Debt Restructuring: The Art of Possible
It is perhaps timely and worthwhile to consider and
review the business reorganization procedures introduced via amendments
to the Bankruptcy Act B.E. 2483.
The business reorganization procedures seek to maximize
returns for creditors while easing the burden of debtors. This allows
businesses to re-focus their energies on growth.
For a business reorganization to work to the advantage
of creditors, the debtor and the employees of the debtor it requires
co-operation, trust and transparent dealings. While a business reorganization
can take place in situations where the creditors and the debtor are
adversaries, this will not be to the advantage of any party.

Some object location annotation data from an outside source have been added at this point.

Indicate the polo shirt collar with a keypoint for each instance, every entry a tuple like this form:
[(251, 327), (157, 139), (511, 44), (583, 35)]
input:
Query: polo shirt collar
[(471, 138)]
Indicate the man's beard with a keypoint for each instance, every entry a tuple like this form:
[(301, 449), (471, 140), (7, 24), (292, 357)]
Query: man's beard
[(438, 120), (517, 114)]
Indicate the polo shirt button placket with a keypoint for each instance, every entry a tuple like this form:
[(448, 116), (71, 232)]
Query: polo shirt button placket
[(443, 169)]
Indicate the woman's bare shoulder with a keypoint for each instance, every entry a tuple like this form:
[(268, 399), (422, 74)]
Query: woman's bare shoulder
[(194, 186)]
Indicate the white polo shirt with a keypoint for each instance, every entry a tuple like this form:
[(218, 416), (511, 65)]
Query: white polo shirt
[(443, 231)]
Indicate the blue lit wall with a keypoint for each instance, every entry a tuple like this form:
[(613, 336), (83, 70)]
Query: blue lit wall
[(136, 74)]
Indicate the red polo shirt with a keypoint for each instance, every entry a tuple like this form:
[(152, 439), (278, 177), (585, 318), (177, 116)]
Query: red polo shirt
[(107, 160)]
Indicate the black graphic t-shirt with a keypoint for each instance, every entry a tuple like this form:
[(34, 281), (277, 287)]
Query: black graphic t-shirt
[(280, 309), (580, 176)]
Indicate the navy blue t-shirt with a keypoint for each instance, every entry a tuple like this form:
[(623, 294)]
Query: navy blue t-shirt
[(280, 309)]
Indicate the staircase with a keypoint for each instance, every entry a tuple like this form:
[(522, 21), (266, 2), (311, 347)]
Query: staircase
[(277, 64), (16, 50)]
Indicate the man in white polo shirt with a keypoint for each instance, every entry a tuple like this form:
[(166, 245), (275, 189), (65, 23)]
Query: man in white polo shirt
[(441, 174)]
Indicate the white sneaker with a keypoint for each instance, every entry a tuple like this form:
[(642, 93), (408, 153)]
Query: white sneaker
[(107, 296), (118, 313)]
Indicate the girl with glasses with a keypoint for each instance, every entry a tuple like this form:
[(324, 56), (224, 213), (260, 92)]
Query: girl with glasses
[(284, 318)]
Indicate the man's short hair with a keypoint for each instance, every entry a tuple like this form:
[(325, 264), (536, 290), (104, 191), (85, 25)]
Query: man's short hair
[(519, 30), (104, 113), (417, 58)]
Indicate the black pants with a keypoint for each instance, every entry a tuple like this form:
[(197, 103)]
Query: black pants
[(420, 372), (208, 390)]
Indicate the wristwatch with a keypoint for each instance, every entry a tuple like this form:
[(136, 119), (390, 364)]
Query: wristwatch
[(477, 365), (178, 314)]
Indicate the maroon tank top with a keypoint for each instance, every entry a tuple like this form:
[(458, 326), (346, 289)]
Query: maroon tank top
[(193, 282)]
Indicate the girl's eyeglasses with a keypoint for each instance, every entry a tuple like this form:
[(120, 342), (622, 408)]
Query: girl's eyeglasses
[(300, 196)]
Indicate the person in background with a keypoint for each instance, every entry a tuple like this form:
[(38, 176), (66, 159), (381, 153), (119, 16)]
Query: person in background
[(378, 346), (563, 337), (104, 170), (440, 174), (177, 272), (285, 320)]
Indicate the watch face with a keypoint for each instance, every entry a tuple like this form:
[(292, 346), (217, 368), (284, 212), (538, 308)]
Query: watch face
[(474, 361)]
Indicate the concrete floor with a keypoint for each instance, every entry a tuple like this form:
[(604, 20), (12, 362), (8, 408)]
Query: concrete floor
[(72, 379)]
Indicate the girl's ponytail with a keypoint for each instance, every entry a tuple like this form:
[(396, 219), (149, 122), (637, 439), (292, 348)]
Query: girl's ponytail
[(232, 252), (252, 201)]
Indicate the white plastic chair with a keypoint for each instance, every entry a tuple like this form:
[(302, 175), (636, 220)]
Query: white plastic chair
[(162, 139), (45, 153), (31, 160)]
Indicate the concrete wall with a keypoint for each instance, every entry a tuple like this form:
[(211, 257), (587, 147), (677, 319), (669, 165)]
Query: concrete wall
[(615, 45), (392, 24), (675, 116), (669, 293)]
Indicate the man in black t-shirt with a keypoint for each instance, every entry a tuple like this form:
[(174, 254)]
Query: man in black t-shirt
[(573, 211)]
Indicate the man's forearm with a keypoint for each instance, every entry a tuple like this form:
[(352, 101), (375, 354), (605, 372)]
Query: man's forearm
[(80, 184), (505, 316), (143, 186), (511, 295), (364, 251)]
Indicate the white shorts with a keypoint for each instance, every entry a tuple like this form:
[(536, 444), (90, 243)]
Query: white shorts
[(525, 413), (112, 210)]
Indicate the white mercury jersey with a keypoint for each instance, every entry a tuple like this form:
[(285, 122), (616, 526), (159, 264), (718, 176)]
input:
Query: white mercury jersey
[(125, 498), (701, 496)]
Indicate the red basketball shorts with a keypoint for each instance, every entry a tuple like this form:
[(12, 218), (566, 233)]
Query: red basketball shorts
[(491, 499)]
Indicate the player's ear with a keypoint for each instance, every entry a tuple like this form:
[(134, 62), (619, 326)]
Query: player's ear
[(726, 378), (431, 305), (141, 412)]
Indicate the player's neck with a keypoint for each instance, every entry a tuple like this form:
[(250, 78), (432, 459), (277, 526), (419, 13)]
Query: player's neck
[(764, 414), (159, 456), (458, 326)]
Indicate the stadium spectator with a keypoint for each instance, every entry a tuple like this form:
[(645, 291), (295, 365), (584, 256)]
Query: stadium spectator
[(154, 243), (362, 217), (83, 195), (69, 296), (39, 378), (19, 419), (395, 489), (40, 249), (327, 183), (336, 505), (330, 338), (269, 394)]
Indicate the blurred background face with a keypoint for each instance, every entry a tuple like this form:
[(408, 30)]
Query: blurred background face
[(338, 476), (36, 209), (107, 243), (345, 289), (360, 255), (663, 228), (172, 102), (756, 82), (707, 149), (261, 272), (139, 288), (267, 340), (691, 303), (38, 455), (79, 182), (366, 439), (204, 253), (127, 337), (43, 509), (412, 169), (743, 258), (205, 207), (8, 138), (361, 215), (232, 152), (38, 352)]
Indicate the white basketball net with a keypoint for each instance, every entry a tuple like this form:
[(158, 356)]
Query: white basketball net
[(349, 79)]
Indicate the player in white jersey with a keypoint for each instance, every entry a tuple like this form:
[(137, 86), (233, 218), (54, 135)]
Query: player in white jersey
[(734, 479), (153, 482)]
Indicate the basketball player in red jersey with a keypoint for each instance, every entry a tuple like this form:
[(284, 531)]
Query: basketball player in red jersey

Harsh and realistic decisions have to be taken at
the outset. Creditors are required to reconsider their expectations
in regards to the proceeds that are to be expected from the business
reorganization. Similarly debtors, more particularly the executives
and shareholders, have to maturely resolve to accept the loss of control
over assets and perhaps loss of control over the business itself.
Many of the international accountancy firms and others
have been appointed as the ‘planner’ for debtor companies, to prepare
the debt restructuring plan and to supervise its implementation by the
debtor. The planner is appointed by the Court to perform his duties
impartially and fairly.
How should planners go about their work? From our
experience, planners may encounter varying degrees of support from debtors
in the restructuring process. In some cases, the cooperation and assistance
from the debtor may be very helpful: it other cases cooperation may
be minimal and there may even be downright hostility to the planner.
Planners need to collect a lot of information about
debtors: land and assets owned, debts owed, existing security over the
debtor’s assets and information about the debtor’s subsidiaries and
associated companies. The planner is obliged to collect as much information
as he can, in order to understand the debtor’s business, its assets
and income, and consider how these can best be arranged or structured
to repay debts owed.
How should planners go about collecting information?
Apart from asking direct questions of the debtor company, information
may be available form other sources. The annual accounts and annual
report of the company, and company brochures and literature will contain
information about the debtor’s business, its assets owned and subsidiary
and associated companies. Company searches will yield useful information
about the company’s shareholders and directors and may provide clues
to identify cross shareholdings and directorships in associated companies.
Other indirect sources may be useful, such as trade directories.
How should the planner assess this information? First
of all, the planner must decide whether the information collected has
enabled him to create a clear picture of the debtor company and its
business activities, assets and debts. If the information collected
is insufficient or incomplete, he will also need to ask questions of
the debtor to clarify ambiguities or inconsistencies in information
that has been discovered. The planner needs the cooperation of the debtor
company in this process. Cooperation by the debtor will also enable
the debtor to play a positive role in its own restructuring. This should
therefore persuade the debtor to be reasonable in providing information
to the planner. If there is obstruction or hostility, this may only
lead to erroneous decisions being made in the formulation of the restructuring
plan, and ultimately the debtor itself will bear the consequences of
this. A spirit of cooperation should apply to both the planner and the
debtor in their dealings with each other.
The concept of business reorganization is comparatively
new to Thailand. Of course it is a well established practice world-wide.
The practice of business reorganization in Thailand does have some unique
considerations particularly in the areas of taxation and foreign business
ownership rules and other regulations.
A further difficulty experienced by the planner of
business reorganization is in dealing with the local legal system, government
departments and agencies. Experience has shown that while the business
reorganization laws and regulations are intended to smooth the way for
the restructuring of a business that officials may be reluctant to depart
from their established practices. For example the transfer of real estate
holdings is normally subject to a transfer tax and special business
tax. Royal Decree No. 340 (B.E.2541) has granted exemptions for these
and other business reorganization related taxes. The planners involved
in business reorganization should be wary to ensure that the way that
the transfer of assets from a debtor to the favour of creditors takes
advantage of this and other exemptions.
The comparatively recent introduction of business
restructuring concepts in Thailand does mean that it is not yet quick
nor effortless. Successful business reorganization requires consideration
of creditors’ desire to maximize return in the shortest possible time,
debtors’ wishes to ensure they will return to viability whilst also
trying to preserve good employee and trading partner relationships all
while remaining within the provisions of laws and regulations. All this
requires a balance input between foreign trained and local expertise.